Evasion and erasure

eraserUntil the next Islamic assault, when the fudging and obfuscation will need to begin begin all over again, the vague narrative that blames non-specific “religion” for the slaughter of 49 gay revellers in Orlando has settled into its usual solid groove.  It means that the ABC’s Julia Baird can write an entire column about the massacre without once mentioning the word “Muslim”, it and frees her editor from the professional obligation to ask why she hasn’t. It means that Baird can toss a dart or two at other religions, but only the ones of which the ABC disapproves. Hence her reference to an unnamed Baptist minister in California who is alleged to have said that more gays should have died. After that, she can cock a snook at Family First and shake her blonde locks in dismay that a Muslim gunman’s rampage is but the “continuum that starts in smaller and sometimes hidden instances of discrimination.”

Apparently, if you have ever chuckled at a pub joke about transvestites, you are as much to blame for that blood on the walls as Omar Mateen.

Baird has plenty of company in wafting fog over sharp facts, not least the current US president. Jonah Goldberg writes:

There’s a reason Barack Obama had to go back to the Crusades to compare the West to Islam in his notorious effort to talk Christians down from their “high horse”: Because in the world we actually live in right now, and by the standards of not just modernity but also of the secular Left, the West is simply better. That’s right, better, by which I mean superior.
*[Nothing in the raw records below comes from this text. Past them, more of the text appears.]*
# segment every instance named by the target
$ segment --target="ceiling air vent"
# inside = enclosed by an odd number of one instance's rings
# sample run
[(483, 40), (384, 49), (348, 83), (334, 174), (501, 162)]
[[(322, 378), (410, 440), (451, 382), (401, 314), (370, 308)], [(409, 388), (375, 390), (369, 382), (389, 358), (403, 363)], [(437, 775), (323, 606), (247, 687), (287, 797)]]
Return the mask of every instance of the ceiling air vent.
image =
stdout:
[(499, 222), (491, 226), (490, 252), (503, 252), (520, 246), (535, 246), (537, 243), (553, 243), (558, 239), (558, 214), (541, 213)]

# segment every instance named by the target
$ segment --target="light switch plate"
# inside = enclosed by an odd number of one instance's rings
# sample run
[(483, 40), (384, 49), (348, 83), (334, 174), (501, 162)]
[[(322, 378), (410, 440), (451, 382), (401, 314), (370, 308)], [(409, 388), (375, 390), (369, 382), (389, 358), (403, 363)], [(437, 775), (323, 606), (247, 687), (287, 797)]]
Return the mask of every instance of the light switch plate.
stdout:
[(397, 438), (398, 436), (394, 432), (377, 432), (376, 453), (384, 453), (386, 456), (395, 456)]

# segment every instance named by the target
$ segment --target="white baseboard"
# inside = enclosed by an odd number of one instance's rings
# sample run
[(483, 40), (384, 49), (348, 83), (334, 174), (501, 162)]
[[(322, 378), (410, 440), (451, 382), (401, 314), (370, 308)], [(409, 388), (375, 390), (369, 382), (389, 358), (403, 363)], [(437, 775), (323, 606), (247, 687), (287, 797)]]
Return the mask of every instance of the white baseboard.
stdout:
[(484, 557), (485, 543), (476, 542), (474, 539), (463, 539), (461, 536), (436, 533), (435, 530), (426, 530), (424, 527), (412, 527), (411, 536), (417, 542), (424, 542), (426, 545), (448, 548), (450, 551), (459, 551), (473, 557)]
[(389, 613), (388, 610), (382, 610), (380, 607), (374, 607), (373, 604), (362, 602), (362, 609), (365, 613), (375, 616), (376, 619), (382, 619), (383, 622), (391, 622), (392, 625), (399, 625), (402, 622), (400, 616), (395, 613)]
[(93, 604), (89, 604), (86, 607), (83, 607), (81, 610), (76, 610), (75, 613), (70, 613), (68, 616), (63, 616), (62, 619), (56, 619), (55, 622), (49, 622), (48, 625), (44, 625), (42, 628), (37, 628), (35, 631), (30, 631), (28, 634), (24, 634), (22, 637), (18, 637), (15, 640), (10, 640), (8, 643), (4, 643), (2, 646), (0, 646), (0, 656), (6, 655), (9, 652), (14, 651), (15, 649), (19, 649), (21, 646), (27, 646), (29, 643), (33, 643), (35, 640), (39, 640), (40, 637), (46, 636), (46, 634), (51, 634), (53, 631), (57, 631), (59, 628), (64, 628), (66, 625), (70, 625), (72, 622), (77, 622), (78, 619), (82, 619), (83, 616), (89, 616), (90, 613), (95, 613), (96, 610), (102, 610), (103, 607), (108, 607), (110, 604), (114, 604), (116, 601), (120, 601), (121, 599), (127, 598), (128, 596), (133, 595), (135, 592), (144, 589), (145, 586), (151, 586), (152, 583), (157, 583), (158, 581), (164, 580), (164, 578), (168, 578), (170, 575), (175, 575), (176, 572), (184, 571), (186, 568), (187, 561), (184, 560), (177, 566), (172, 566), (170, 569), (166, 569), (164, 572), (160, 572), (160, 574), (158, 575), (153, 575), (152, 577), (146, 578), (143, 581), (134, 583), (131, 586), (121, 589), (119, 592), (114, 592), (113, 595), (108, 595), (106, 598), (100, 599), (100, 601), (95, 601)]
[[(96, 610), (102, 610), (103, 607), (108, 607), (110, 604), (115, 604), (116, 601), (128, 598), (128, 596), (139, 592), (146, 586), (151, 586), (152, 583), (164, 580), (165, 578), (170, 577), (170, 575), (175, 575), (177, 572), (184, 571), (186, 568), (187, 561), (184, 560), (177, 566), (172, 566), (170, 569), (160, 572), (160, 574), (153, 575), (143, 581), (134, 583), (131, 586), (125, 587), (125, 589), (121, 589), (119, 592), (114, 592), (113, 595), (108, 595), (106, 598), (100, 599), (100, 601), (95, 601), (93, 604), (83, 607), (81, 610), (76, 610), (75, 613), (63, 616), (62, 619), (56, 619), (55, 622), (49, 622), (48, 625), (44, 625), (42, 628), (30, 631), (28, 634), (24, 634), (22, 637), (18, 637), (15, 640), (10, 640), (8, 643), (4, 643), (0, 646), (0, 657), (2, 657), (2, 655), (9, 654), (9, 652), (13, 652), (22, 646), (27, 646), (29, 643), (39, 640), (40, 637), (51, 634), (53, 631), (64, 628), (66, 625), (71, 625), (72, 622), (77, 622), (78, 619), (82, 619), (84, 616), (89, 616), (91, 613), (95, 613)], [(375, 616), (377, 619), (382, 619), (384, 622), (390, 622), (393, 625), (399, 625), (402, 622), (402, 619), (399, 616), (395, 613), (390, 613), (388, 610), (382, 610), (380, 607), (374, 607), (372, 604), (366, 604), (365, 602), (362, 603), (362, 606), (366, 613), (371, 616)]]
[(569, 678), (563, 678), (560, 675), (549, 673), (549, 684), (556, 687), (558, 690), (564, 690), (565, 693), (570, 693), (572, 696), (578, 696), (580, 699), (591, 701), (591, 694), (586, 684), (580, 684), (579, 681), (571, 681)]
The notion that American Christians, even the most ardent Christian conservatives, are indistinguishable from Islamists — or even the typical “moderate Muslims” of Pakistan, Iran, Saudi Arabia etc. — in their attitudes and practices with regard to homosexuality is not just stupid and ignorant; it is almost literally insane. If you doubt that, read Andy McCarthy’s piece from earlier this week. Or look at global surveys of public opinion on homosexuality. Or look at the list of ten countries where homosexuality is punishable by death.

I understand why gays can’t stand it when some American Christians talk about “curing” homosexuality. But (a) that is not the law in America and (b) no matter how you slice it, wanting to “save” gays from perceived sin is just plain different from wanting to kill them. No seriously, you could look it up. Wanting to maintain the traditional definition of marriage is different from throwing gay people off buildings or crushing them with stones.

Goldberg’s column can be read in full via the link below. And Baird’s paint-by-numbers exercise in colouring the facts with her ABC palette? Well, read it if you wish, but there is nothing new about her evasions. You’ve read them all before, and thanks to the Creed That Cannot Be Named you will have plenty more opportunities not to read them all over again.